Ana Maria Coelho Carvalho*

No dia anterior ao casamento da minha filha, na Península de Maraú, BA, fomos conhecer a comunidade de Ambuba, onde viviam os pais e irmãos do meu genro. O Zé, meu marido, achava que lhe faltava preparo físico para a aventura. Mas penso que ficou tentado a ir, ao saber que prepararam para nós um almoço com camarão pitu e galinha caipira. Criou coragem e lá fomos nós, um grupo de oito pessoas.
Os carros ficaram parados numa “currutela” e pegamos o “caminho da roça”, um atrás do outro. Passamos por uma vegetação densa e pelo seringal. Chegamos ao manguezal escorregadio, cinzento e pegajoso. Fotos com lama até o joelho, para a posteridade. Depois, a travessia no rio, dois a dois na canoinha. A subida no morro com inclinação de 45°, usando os pés e as mãos (ou seja, de “gatinhas”). Chegamos à casinha humilde, de pau-a-pique, limpinha e aconchegante. Chão de terra, fogão à lenha, água de mina para beber. Galinhas no quintal, pés de cacau , de côco e de graviola. Conhecemos a grande família do genro: a mãe, falante e disposta, com nome de rainha: Elizabeth. O pai, oito irmãos, as sobrinhas, primos. As casinhas suspensas de madeira, tipo Tarzan, no meio da vegetação exuberante, onde os homens solteiros dormem. O rio bonito, onde tomam banho, buscam água e lavam roupa. As pinguelas roliças de dois paus, cada um rolando para um lado. O almoço gostoso debaixo de árvores, sentados nos banquinhos de “tauba”, como dizem por lá.

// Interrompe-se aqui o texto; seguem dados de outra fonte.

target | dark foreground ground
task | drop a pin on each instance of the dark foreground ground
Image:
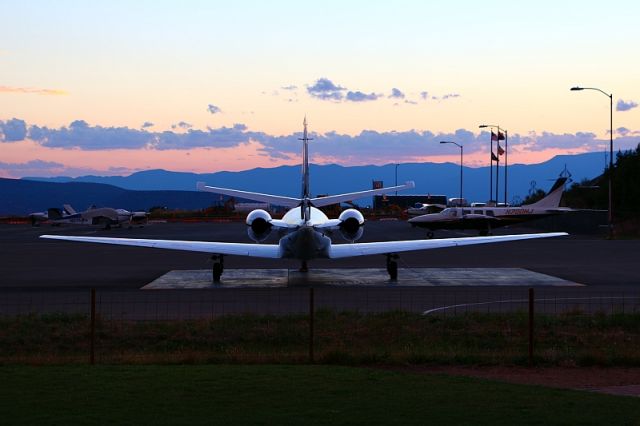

Depois, o retorno. Optou-se por subir o rio de canoa e chegar até nas proximidades dos carros, ao invés de voltar pelo mangue. Acontece que a canoa era simplesmente um tronco de madeira, comprido e grosso, com um buraco esculpido no centro, no sentido longitudinal. E deveria transportar oito pessoas, entre elas o Zé, que tem pavor de água e medo de morrer afogado. No que entramos cinco pessoas na canoa, a água entrou também. O Zé começou a falar: “Pára, pára, tô fora”, mas não conseguia sair porque estava bem encaixadinho no buraco talhado na madeira, ocupando todo o espaço (ou seja, entalado). Pânico, gritos de “pare a canoa” (mas ela ainda nem tinha saído do lugar). Resolveu-se o problema com dois indo de caiaque, embora sem saber remar muito bem. No final, salvaram-se todos. De barriga cheia, mas suados, sujos, cansados e com pernas cortadas por capim navalha.
Era um outro mundo. As moças da cidade, que foram para o casamento, passaram uma noite em Ambuba. Dormiram em uma casinha suspensa de madeira e acharam a glória passar uma noite na floresta (mas vai viver lá, vai). Uma delas escovou os dentes e passou fio dental. Toda ecológica, não querendo poluir a floresta, perguntou ao moço, dono da casinha, onde havia um cestinho de lixo. O moço ficou boquiaberto: além de não ter cestinho, jamais ouviu falar em fio dental.
Outro caso foi quando o Zé queria consertar o chuveiro da casa da minha filha e precisava de um ajudante. Perguntou para os presentes quem entendia de eletricidade. O genro respondeu: “Ninguém” (lá na comunidade vivem sem energia, acendem fogueira à noite). Mesmo assim, genro e sogro trabalharam em uníssono, consertaram o chuveiro e ninguém morreu eletrocutado.
Este foi mais um capítulo da novela da vida da minha filha. O enredo e as tramas vão acontecendo e quando a gente percebe, mesmo sem querer, está no elenco dos atores principais. Haja coração e preparo físico.